Vibe coding is shit, and will always be shit no matter who is doing it.

Edit: The mods decided my other comment was too controversial... "I'm an engineer to genius" apparently thats too controversial for this site 🙄

[–] panda_abyss@lemmy.ca 6 points 2 days ago (2 children)

Totally disagree. Your position is way too overly simplistic and naive.

An engineer only builds a bridge as strong as it needs to be, and likewise I “vibe code” things based on how few fucks I need to give.

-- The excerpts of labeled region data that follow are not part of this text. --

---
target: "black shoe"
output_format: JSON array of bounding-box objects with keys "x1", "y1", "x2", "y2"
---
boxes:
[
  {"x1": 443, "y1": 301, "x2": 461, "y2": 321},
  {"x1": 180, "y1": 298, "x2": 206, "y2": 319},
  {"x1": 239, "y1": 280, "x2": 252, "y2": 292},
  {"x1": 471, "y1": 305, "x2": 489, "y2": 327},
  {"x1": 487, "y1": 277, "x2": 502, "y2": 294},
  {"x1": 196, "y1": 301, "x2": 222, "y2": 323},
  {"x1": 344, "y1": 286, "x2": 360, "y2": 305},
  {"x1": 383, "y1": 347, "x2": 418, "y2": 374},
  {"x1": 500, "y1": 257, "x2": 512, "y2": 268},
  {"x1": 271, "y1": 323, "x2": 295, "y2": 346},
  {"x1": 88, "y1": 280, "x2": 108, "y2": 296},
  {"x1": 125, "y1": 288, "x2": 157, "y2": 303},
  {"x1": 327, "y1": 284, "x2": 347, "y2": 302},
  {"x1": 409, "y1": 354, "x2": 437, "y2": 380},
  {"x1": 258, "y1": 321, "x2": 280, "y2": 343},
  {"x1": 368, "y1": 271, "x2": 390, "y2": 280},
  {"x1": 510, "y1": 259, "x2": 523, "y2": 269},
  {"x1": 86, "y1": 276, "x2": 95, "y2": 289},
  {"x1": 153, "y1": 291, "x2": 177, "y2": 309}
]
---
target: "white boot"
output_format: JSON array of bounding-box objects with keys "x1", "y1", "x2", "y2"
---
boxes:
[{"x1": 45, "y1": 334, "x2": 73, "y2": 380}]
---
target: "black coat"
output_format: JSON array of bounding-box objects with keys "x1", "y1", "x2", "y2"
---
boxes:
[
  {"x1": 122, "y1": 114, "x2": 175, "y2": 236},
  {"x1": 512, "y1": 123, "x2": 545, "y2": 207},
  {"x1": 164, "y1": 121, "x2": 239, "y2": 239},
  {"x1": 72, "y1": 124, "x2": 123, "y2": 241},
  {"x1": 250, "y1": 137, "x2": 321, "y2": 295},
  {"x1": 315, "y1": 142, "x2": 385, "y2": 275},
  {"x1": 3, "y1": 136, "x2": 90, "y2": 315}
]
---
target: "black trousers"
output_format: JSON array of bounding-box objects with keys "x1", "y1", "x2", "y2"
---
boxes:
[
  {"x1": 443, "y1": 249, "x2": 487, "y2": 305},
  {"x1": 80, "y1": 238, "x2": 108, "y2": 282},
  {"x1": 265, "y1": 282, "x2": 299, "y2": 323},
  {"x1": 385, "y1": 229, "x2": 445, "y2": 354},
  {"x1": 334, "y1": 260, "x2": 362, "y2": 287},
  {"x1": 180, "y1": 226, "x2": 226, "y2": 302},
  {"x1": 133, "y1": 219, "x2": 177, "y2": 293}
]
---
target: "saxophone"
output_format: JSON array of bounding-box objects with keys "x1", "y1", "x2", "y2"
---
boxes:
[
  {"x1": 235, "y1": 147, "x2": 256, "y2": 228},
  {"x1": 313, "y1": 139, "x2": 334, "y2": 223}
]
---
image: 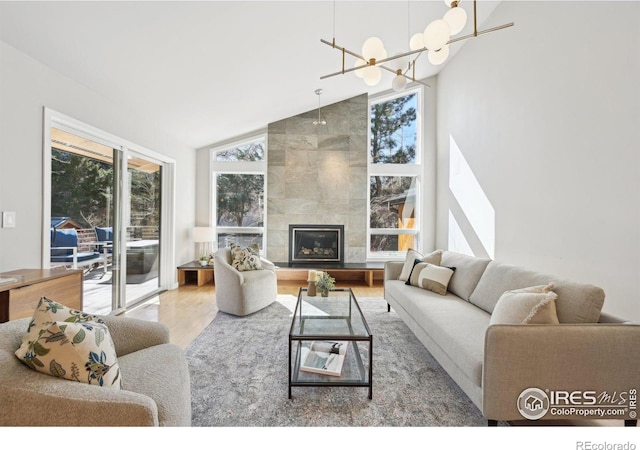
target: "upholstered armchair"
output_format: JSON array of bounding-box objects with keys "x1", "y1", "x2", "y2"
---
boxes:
[
  {"x1": 0, "y1": 316, "x2": 191, "y2": 427},
  {"x1": 214, "y1": 248, "x2": 278, "y2": 316}
]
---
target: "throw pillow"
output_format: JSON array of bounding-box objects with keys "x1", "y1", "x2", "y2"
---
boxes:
[
  {"x1": 489, "y1": 283, "x2": 559, "y2": 325},
  {"x1": 398, "y1": 249, "x2": 442, "y2": 281},
  {"x1": 409, "y1": 262, "x2": 455, "y2": 295},
  {"x1": 15, "y1": 298, "x2": 121, "y2": 389},
  {"x1": 231, "y1": 244, "x2": 262, "y2": 272},
  {"x1": 24, "y1": 297, "x2": 102, "y2": 340}
]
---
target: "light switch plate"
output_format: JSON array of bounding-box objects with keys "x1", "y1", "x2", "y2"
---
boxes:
[{"x1": 2, "y1": 211, "x2": 16, "y2": 228}]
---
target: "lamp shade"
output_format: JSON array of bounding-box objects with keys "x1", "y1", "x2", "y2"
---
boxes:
[
  {"x1": 362, "y1": 36, "x2": 387, "y2": 61},
  {"x1": 409, "y1": 33, "x2": 424, "y2": 51},
  {"x1": 193, "y1": 227, "x2": 216, "y2": 242},
  {"x1": 424, "y1": 19, "x2": 451, "y2": 50},
  {"x1": 353, "y1": 59, "x2": 367, "y2": 78},
  {"x1": 391, "y1": 73, "x2": 407, "y2": 92},
  {"x1": 442, "y1": 6, "x2": 467, "y2": 36}
]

I’m experienced and can review the output for sanity and completion. I can test it, I can rewrite it, etc.

Stop looking at vibe coding as doing the whole thing, it’s more valuable as the glue between things, or to create scripts tools that make you more efficient.

And you can vibe code entire apps that basically just work these days. You probably don’t want to maintain those apps but thats a question of lifecycle planning.

It is so much faster to vibe code an API integration and a suite of tests than I can write. It’s faster to write a functional jq or bash script.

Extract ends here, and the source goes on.